An office, somewhere in SW1…

McCall [on the phone]: Well, if he won’t let you do it, have you thought about Plan C, minister?… I don’t know… Two weeks in Ibiza for all post-docs?… You could tie it in with the mobility scheme… Call it Turing All-in… I’m sorry minister, I’m only trying to help… How is the new office, by the way?… Exactly the same as the old office, I see. Have they changed the plate on the door?… No, still the science minister, I see. So, remind me, what was the point of creating a new ministry for science?… No, me neither. Anyway, we are very grateful to have won the contract for media relations for the department, and we are working on the launch event as we speak… Oh yes, glitz and glamour minister, definitely… Well, you know that open deck bus of national treasures they wheeled out for the Queen’s platinum jubilee. Yes, well, most of them have said no, but we’ve got Brian Cox… no the other one… yes, I agree the other one would be better… look I’ve got to jump on a Zoom call with Sydney in a minute… no, Sydney, Australia, minister. Sorry, who did you say? Sidney who?… I don’t know who that is, minister… A TikTok star? No, I don’t think we’ve reached that stage of event planning yet, minister. I’ll keep you informed and brief you in a couple of days. Got to go, bye. [puts phone down] Although God knows we are scraping the bottom of the barrel when it comes to science policy.

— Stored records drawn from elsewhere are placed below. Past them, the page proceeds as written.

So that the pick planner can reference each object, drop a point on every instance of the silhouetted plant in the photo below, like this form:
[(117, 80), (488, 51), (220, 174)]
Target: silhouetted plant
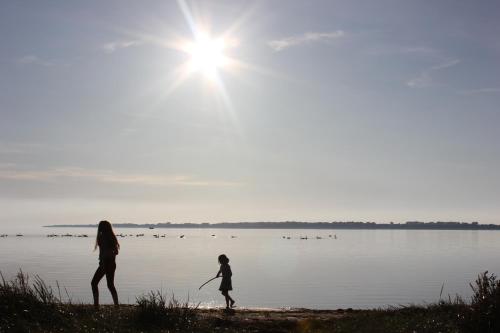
[(154, 310), (484, 313)]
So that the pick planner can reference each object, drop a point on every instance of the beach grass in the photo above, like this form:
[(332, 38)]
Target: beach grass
[(30, 305)]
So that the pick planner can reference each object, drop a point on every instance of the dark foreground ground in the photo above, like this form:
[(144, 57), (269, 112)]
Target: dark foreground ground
[(84, 318), (32, 306)]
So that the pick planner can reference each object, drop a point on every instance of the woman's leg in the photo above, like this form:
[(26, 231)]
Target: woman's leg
[(226, 296), (232, 300), (99, 273), (110, 279)]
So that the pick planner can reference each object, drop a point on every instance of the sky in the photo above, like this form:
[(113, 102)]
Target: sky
[(309, 111)]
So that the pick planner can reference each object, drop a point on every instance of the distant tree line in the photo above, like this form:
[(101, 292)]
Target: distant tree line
[(409, 225)]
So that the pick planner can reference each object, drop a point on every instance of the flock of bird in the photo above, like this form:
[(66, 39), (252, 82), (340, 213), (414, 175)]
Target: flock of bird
[(158, 236)]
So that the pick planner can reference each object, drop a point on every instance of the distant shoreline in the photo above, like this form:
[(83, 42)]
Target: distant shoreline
[(410, 225)]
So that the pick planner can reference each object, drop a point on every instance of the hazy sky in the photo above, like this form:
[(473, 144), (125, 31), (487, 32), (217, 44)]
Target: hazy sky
[(328, 110)]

Janet: Do you need me to set up the laptop for a Zoom, Mr McCall?

McCall: No, I just said that to get him off the phone. He’s becoming obsessed about the media launch for the new science ministry.

Janet: You mean, you lied to a client?

McCall: I was merely managing expectations. Don’t they teach you anything on that degree apprenticeship course?

Janet: I’m currently on a deep dive placement at the industry coal face.

McCall: What are you doing?

Janet: I was about to make Mr Juniper a cup of tea, would you like one?

McCall: Yes, please, and then let’s look at the invite list for this wretched science ministry launch.

Janet: Will do.

Juniper: Is everything alright, Oliver? You sound like a man out of love with his art.

McCall: I’ve really had enough of this government, Alexander, when are we getting a new one?

Juniper: Probably not until the end of next year. These are austere times, Oliver, you’ll just have to make do with the government you’ve got. See, if you can’t spin it out a bit longer.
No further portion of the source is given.